Menariknya, warga Muslim di sana terbiasa untuk menggelar potluck seusai shalat Idul Adha. Potluck ialah makan bersama-sama dengan makanan bawaan dari rumah. Makanan yang dibawa pun bervariasi. Ada yang membawa nasi briyani, donat dengan kopi, teh, dan makanan tradisional masing-masing orang sesuai latar belakangnya.
”Yang membuat menarik itu makanannya. Saat ketemu di sana, kami makan bersama-sama dengan makanan khas masing-masing bangsa. Sangat terasa sekali kemajemukannya. Berbeda dengan Indonesia, sekalipun terdiri dari banyak suku, tetapi masih banyak kesamaan yang menyatukan. Sedangkan pengalaman di AS, ini tidak hanya suku, tetapi juga ras yang berbeda-beda,” kata Ali.
Nuansa berbeda juga dirasakan diaspora Muslim di China. Di ”negeri Sungai Kuning” itu, Muslim merupakan kelompok minoritas. Jangan bayangkan ada takbir keliling atau hewan kurban dijajakan di sana sebagaimana kerap ditemui di Tanah Air. Takbir hanya dilakukan di dalam masjid.
”Penyembelihan hewan dapat dilakukan dengan dua cara, yaitu di rumah pemotongan hewan atau dipotong di halaman masjid. Umumnya kambing yang menjadi hewan kurban, bukan sapi. Setelah dipotong, dagingnya tidak dibagi-bagikan mentah kepada warga sebagaimana di Indonesia, tetapi dibawa pulang kembali oleh orang yang berkurban untuk diolah menjadi masakan,” kata Budy Sugandi, Wakil Katib Syuriah PCINU China.

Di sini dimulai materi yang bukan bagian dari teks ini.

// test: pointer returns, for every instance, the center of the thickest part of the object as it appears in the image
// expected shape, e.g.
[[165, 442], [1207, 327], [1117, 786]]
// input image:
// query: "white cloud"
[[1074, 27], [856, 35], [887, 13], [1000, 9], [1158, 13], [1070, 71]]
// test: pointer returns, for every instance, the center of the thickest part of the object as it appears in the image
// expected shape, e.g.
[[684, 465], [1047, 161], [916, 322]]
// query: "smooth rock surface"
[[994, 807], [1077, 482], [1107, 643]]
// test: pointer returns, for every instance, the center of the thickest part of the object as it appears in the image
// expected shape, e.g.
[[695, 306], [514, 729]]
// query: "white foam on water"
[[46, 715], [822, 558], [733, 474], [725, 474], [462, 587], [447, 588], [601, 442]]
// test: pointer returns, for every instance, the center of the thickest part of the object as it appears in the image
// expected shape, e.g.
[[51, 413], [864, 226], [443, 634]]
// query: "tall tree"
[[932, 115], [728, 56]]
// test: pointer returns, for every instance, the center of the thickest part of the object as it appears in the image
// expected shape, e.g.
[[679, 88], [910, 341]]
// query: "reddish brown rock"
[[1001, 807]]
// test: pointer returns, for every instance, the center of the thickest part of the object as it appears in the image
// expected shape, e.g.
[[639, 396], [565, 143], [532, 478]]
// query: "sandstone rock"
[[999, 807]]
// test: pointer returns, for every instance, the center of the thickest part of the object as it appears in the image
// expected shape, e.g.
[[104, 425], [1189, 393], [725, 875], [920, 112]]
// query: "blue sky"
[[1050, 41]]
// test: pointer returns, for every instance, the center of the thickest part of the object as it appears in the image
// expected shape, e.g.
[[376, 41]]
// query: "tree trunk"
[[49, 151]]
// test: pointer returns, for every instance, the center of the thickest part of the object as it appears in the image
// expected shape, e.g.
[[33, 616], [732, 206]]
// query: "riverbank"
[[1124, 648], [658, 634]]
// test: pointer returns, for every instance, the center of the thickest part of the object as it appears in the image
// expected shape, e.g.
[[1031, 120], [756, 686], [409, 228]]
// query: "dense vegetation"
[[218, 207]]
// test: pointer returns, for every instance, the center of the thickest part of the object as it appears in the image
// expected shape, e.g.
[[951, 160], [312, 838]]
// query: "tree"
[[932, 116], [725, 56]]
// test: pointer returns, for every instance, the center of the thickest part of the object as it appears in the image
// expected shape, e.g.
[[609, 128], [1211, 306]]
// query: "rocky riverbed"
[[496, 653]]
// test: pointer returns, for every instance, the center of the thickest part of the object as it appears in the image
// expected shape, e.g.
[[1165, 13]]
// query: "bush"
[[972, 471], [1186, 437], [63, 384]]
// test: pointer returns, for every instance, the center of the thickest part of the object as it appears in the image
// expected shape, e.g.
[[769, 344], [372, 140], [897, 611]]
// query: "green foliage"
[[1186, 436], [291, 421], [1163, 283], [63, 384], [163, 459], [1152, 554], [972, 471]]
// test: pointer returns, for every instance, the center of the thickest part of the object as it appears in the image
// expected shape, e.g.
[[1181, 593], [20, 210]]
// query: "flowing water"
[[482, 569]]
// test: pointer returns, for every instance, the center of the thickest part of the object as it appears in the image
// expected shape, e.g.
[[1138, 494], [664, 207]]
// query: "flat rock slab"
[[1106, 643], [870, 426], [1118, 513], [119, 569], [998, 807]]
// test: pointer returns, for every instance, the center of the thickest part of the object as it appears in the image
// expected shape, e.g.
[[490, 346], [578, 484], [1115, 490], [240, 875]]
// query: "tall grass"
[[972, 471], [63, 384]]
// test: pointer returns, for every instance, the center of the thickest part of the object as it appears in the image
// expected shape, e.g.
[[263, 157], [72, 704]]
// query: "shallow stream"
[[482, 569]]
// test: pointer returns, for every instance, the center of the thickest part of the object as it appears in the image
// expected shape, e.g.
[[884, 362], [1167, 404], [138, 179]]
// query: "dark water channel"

Biasanya, orang yang berkurban itu menggelar makan malam dengan olahan daging kurban itu di masjid. Orang-orang diajak makan bersama, termasuk mahasiswa Muslim yang datang ke masjid. Suasana tetap meriah dan semangat berbagi masih bisa dirasakan.
”Hewan kurban tidak dibagikan karena itu bukan tradisi di sana. Orang akan canggung menerima hewan kurban itu karena tidak banyak orang mengenal ibadah kurban,” ungkap Gandi yang kini sedang menuntaskan disertasi di Jurusan Education Leadership and Management, Southwest University, Chongqing.
Di mana pun berada, kehikmatan Idul Adha dan semangat berbagi bisa dirasakan diaspora Muslim Indonesia meski mereka jauh dari kampung halaman. Universalitas nilai-nilai kebersamaan, kemanusiaan, dan semangat tolong-menolong di antara sesama manusia menembus sekat-sekat yang ada. Semangat yang sama semoga terus bermekaran di tengah pandemi.